Taylor expansion of $p(x^2)$ This might be a very simple question but let's say I have a function $p(x^2)$ and want to find a Taylor expansion of this function around $x_0=0$ with degree 3. I will of course use my Taylor expansion but since I have $p(x^2)$ am I then allowed to do this?

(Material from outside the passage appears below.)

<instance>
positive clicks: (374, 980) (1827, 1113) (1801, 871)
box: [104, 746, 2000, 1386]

I.e.
$$T_{3}p(x^2)=\sum_{k=0}^{3}\frac{p^{(k)}(0^2)}{k!}(x^2)^k$$
Because if I do this I will get a correct result as follows,
$$T_{3}p(x^2)=p(0)+p'(0)x^2+\frac{p''(0)x^4}{2}+\frac{p^{(3)}(0)x^6}{6}$$
But if I use the following, I will get a wrong answer.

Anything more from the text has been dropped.